The number of American workers filing for unemployment benefits dipped again last week, but by a tiny margin that experts say does not signal a strengthening of the U.S. labor market.
Minimal improvement at a glacial pace - that is what the jobless claims numbers suggest. New claims for unemployment benefits in the United States totaled 444,000 last week, down 4,000 from the previous week. It was the fourth consecutive week of modest reductions in the number of newly laid-off workers.
Mesirow Financial chief economist Diane Swonk says the numbers are moving in the right direction, but that the pace is too slow.
"The good news is: hiring is picking up," Swonk said. "Labor markets are healing. But what these unemployment data - claims data - suggest is [that the improvement is] not fast enough."

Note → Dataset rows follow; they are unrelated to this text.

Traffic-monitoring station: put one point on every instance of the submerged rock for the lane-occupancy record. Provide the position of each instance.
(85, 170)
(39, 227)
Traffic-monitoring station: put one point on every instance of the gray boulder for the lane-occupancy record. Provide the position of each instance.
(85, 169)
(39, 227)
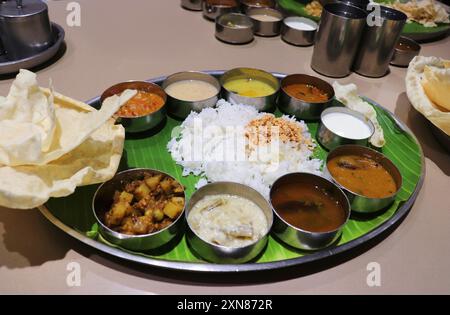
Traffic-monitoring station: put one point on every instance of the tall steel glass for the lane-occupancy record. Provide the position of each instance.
(378, 41)
(337, 39)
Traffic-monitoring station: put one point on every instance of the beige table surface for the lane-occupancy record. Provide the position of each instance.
(140, 39)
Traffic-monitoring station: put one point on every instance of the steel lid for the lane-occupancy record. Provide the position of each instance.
(21, 8)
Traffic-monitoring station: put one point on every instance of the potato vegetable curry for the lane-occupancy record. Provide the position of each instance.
(146, 205)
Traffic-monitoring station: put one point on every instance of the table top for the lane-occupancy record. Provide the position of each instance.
(146, 39)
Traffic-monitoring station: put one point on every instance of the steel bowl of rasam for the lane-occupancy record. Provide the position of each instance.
(212, 9)
(310, 211)
(298, 31)
(305, 96)
(234, 28)
(370, 180)
(144, 111)
(405, 50)
(190, 91)
(266, 21)
(249, 86)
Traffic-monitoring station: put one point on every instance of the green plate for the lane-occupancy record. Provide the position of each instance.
(73, 214)
(413, 30)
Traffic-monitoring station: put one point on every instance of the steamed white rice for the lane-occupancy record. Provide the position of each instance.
(221, 129)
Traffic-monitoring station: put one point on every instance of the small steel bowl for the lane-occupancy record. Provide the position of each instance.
(139, 123)
(180, 109)
(222, 254)
(299, 108)
(251, 4)
(402, 57)
(102, 202)
(212, 9)
(262, 103)
(331, 139)
(360, 203)
(193, 5)
(297, 237)
(297, 36)
(234, 28)
(266, 28)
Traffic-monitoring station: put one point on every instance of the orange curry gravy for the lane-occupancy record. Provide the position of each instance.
(362, 175)
(143, 103)
(308, 207)
(306, 92)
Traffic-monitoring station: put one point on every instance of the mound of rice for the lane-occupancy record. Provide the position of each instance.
(208, 143)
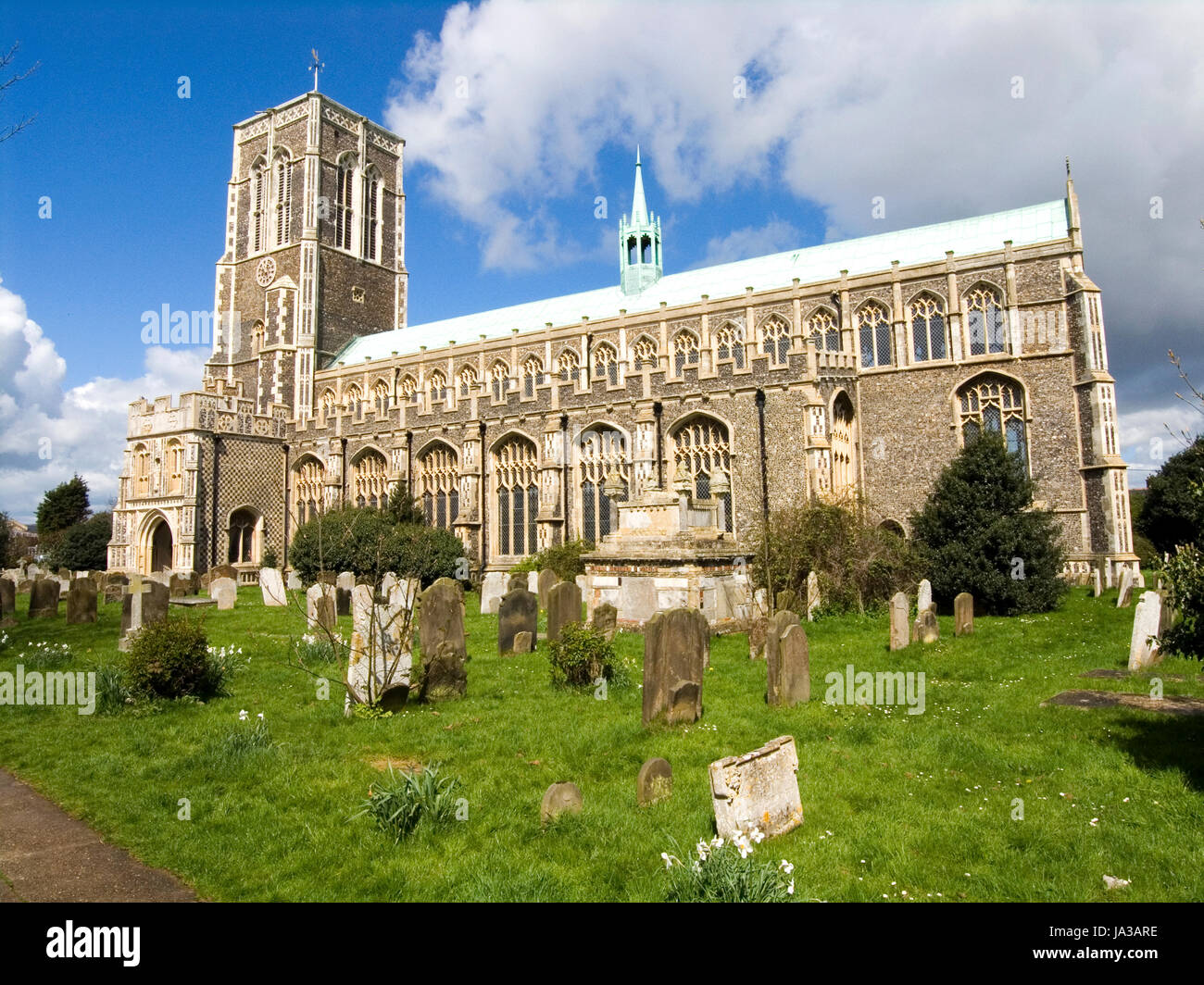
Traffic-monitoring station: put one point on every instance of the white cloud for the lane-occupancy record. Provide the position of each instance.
(48, 433)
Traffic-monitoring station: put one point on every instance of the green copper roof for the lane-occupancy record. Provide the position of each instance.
(983, 233)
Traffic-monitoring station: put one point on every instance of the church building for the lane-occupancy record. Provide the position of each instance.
(849, 371)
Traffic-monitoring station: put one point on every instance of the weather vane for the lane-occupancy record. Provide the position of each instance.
(317, 67)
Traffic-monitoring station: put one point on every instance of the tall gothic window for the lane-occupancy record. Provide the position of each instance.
(438, 485)
(518, 497)
(874, 330)
(730, 344)
(775, 339)
(701, 451)
(995, 405)
(603, 455)
(370, 480)
(928, 329)
(685, 351)
(984, 320)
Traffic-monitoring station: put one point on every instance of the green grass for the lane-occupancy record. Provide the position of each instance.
(892, 802)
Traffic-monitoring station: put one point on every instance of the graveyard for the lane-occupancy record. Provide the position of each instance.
(991, 793)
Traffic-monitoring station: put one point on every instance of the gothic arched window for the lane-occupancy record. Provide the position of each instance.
(874, 329)
(995, 405)
(984, 319)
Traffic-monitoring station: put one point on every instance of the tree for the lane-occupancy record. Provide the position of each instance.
(1173, 513)
(980, 533)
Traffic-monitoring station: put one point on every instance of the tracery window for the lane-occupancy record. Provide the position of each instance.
(928, 335)
(874, 330)
(701, 451)
(984, 320)
(518, 497)
(995, 405)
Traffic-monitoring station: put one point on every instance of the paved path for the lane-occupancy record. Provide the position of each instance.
(48, 856)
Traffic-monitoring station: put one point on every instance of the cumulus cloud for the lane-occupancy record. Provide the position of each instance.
(48, 433)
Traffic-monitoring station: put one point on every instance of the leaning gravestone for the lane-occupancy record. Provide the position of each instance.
(789, 668)
(1147, 624)
(654, 783)
(758, 790)
(225, 592)
(519, 612)
(677, 647)
(442, 639)
(82, 601)
(271, 587)
(545, 583)
(606, 619)
(899, 611)
(44, 599)
(963, 613)
(564, 607)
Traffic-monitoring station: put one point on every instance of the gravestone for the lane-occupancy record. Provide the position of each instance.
(789, 668)
(1124, 592)
(144, 603)
(963, 613)
(677, 649)
(560, 797)
(606, 619)
(44, 599)
(271, 587)
(493, 588)
(1147, 623)
(82, 601)
(923, 596)
(564, 607)
(759, 789)
(320, 607)
(654, 783)
(518, 612)
(225, 592)
(545, 581)
(813, 595)
(442, 640)
(899, 612)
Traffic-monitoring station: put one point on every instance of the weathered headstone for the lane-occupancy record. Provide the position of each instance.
(899, 612)
(677, 647)
(44, 599)
(606, 619)
(654, 783)
(564, 607)
(271, 587)
(758, 790)
(442, 640)
(789, 668)
(82, 601)
(518, 612)
(545, 581)
(923, 596)
(1147, 624)
(561, 797)
(963, 613)
(225, 592)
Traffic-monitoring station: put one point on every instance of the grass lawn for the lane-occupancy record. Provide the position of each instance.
(896, 807)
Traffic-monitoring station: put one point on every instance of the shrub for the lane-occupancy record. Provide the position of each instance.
(398, 804)
(859, 565)
(564, 559)
(726, 872)
(169, 659)
(979, 533)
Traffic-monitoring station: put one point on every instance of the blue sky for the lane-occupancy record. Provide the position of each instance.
(501, 187)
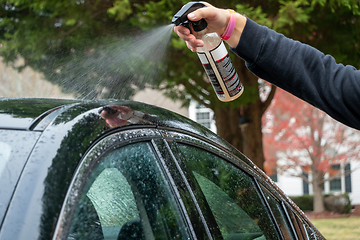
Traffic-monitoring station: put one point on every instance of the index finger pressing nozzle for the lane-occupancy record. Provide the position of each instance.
(180, 18)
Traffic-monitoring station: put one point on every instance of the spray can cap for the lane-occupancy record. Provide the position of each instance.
(180, 18)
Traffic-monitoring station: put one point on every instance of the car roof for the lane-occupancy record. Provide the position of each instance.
(23, 113)
(35, 114)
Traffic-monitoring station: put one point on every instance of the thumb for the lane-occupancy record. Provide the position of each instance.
(208, 13)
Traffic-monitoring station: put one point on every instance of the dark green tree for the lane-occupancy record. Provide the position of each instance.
(98, 49)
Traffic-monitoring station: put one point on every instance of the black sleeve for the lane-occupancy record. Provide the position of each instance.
(303, 71)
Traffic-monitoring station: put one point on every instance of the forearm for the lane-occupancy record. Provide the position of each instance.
(302, 71)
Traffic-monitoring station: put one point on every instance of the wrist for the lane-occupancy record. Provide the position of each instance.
(234, 39)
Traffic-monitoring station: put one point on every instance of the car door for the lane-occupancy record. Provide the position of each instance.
(234, 204)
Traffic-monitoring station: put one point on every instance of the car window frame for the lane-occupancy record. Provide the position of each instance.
(89, 161)
(176, 137)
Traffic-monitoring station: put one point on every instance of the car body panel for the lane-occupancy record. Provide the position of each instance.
(67, 131)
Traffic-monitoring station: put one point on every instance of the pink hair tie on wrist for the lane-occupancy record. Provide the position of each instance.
(230, 28)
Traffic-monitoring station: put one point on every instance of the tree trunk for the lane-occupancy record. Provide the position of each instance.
(252, 133)
(227, 125)
(318, 191)
(247, 138)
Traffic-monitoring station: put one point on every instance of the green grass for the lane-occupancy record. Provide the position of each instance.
(339, 228)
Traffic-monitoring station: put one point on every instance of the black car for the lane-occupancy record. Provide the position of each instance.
(115, 169)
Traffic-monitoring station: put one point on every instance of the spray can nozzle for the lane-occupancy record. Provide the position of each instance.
(180, 18)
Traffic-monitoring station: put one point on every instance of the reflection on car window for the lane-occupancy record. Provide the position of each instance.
(126, 197)
(230, 194)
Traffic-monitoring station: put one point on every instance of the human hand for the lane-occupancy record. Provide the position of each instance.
(217, 20)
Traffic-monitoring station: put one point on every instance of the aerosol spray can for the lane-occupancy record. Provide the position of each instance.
(213, 55)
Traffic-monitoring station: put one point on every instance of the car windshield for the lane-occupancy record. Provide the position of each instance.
(15, 147)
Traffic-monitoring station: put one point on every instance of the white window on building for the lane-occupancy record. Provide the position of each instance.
(202, 115)
(341, 184)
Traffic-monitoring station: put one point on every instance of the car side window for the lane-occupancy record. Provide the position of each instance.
(230, 194)
(279, 214)
(126, 197)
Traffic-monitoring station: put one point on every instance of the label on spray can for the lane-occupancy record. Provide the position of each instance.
(221, 59)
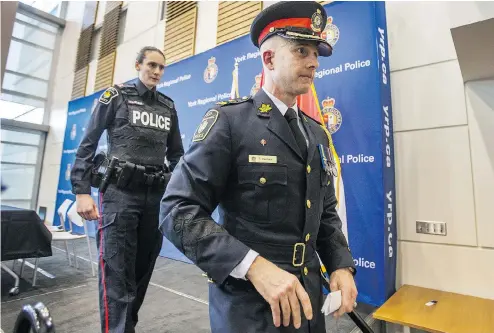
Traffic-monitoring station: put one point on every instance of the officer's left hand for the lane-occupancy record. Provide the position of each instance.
(342, 279)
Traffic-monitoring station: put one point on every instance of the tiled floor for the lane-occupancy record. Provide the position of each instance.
(176, 300)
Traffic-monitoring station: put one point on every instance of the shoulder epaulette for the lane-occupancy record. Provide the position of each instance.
(128, 89)
(234, 101)
(163, 99)
(314, 120)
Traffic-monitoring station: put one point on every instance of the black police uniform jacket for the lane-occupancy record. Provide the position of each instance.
(245, 159)
(142, 128)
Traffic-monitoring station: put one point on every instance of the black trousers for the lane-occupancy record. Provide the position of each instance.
(128, 243)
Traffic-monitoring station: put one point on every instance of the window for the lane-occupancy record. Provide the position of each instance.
(21, 157)
(48, 6)
(28, 71)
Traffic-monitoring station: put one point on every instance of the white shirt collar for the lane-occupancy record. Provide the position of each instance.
(279, 104)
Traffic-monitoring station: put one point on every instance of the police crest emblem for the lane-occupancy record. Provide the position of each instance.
(316, 21)
(211, 70)
(205, 126)
(257, 85)
(331, 115)
(108, 95)
(331, 33)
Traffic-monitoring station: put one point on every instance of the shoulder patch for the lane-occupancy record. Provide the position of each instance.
(163, 99)
(317, 121)
(205, 126)
(234, 101)
(108, 95)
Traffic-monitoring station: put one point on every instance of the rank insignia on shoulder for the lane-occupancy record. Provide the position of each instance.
(108, 95)
(205, 126)
(327, 161)
(264, 110)
(234, 101)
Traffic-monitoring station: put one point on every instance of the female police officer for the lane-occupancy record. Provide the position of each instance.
(142, 128)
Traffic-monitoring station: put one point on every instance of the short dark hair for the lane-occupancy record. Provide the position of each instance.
(142, 53)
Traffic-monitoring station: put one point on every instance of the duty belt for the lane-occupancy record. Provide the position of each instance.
(128, 175)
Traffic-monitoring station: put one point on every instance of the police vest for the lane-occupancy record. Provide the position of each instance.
(140, 131)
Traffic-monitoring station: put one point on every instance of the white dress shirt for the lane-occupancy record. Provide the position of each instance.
(241, 269)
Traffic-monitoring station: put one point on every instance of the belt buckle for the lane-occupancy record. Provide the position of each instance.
(295, 253)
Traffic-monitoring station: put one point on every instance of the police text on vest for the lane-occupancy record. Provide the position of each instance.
(151, 120)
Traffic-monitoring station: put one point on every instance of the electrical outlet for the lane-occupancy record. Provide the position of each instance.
(431, 228)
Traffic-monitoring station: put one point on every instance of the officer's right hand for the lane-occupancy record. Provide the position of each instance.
(86, 207)
(278, 287)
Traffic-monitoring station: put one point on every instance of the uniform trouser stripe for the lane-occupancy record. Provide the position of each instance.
(102, 263)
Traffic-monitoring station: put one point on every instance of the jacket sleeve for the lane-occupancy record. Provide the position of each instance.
(332, 245)
(175, 149)
(102, 117)
(195, 188)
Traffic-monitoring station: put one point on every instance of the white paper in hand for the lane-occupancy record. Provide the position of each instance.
(332, 302)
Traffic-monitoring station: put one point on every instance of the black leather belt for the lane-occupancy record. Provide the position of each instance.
(293, 255)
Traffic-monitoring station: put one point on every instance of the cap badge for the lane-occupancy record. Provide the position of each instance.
(316, 21)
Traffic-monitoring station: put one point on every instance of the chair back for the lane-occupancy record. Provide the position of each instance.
(62, 210)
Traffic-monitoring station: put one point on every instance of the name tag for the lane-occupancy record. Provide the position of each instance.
(150, 120)
(263, 159)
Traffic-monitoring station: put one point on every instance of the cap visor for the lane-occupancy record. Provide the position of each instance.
(323, 47)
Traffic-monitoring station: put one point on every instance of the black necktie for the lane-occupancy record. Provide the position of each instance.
(291, 117)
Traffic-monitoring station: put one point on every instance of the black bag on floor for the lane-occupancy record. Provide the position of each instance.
(36, 319)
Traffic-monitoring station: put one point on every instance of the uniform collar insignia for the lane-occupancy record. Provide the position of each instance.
(265, 108)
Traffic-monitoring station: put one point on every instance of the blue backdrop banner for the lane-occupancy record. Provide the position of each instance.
(353, 87)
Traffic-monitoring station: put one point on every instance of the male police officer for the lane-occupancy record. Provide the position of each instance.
(142, 128)
(267, 166)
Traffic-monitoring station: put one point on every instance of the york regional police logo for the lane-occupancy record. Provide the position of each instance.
(257, 85)
(331, 33)
(331, 115)
(211, 71)
(95, 103)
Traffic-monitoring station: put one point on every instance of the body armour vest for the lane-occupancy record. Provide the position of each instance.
(139, 132)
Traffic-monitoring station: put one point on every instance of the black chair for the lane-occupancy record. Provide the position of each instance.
(35, 319)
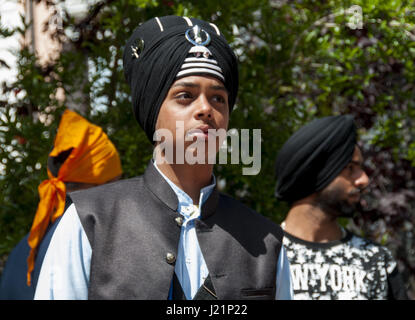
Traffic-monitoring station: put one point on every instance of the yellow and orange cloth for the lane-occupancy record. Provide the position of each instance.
(93, 160)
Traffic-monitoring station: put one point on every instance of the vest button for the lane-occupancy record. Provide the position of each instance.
(170, 258)
(179, 221)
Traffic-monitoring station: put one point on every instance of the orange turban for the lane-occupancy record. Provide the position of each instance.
(93, 160)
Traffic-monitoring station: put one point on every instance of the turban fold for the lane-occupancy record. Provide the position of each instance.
(155, 54)
(92, 159)
(314, 156)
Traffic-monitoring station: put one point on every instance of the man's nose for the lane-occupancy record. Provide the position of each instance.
(204, 108)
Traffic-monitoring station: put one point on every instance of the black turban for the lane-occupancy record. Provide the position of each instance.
(314, 156)
(154, 55)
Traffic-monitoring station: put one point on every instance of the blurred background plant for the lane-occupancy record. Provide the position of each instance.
(298, 60)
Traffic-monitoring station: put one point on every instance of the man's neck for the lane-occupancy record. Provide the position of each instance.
(189, 178)
(307, 221)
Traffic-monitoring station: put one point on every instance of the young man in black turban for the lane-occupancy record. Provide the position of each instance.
(319, 172)
(169, 234)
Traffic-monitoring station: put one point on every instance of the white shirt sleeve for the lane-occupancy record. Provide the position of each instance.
(64, 274)
(284, 283)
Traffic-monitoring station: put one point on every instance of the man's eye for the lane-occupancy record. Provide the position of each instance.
(184, 96)
(219, 99)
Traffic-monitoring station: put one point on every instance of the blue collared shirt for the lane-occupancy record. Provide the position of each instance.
(65, 270)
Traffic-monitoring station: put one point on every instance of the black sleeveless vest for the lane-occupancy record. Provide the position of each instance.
(134, 232)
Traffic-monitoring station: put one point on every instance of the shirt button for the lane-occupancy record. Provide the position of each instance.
(179, 221)
(170, 258)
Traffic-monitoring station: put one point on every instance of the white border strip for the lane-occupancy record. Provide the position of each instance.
(202, 65)
(189, 22)
(160, 25)
(200, 60)
(216, 28)
(200, 70)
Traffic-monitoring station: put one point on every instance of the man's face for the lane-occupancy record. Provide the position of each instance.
(199, 103)
(342, 195)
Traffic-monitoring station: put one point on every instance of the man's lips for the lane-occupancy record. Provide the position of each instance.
(201, 132)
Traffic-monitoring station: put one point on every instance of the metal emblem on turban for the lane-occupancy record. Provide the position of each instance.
(197, 36)
(137, 48)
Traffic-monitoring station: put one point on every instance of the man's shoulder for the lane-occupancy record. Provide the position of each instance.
(370, 248)
(115, 188)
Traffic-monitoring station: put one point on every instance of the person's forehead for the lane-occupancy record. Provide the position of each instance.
(198, 80)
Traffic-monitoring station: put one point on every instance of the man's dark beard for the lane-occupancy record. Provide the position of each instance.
(332, 201)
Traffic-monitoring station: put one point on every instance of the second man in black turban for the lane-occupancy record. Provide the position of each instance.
(320, 173)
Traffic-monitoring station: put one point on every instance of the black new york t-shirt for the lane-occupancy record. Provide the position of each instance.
(352, 268)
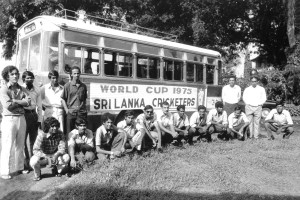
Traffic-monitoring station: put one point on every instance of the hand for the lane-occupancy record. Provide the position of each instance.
(73, 163)
(39, 125)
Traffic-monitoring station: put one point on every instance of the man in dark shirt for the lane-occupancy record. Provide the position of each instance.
(74, 99)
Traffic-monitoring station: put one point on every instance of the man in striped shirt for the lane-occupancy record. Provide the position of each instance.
(49, 149)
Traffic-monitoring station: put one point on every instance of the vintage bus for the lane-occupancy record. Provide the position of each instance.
(124, 66)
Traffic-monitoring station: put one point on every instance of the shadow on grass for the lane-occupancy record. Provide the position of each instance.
(113, 193)
(23, 195)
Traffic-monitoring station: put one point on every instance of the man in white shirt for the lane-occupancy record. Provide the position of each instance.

Not fast enough to signal a marked improvement in America's employment picture. Last month, the U.S. unemployment rate edged up to 9.9 percent, and many economists expect the jobless rate to hover in that range for months.
April saw U.S. employers add 290,000 new jobs, but that encouraging figure was not enough to offset more than 800,000 people who entered or rejoined the labor market.
Nevertheless, weekly first-time benefits claims are down significantly from a peak of more than 600,000 recorded at the beginning of last year. Analysts say a drop below 400,000 would signal robust job creation.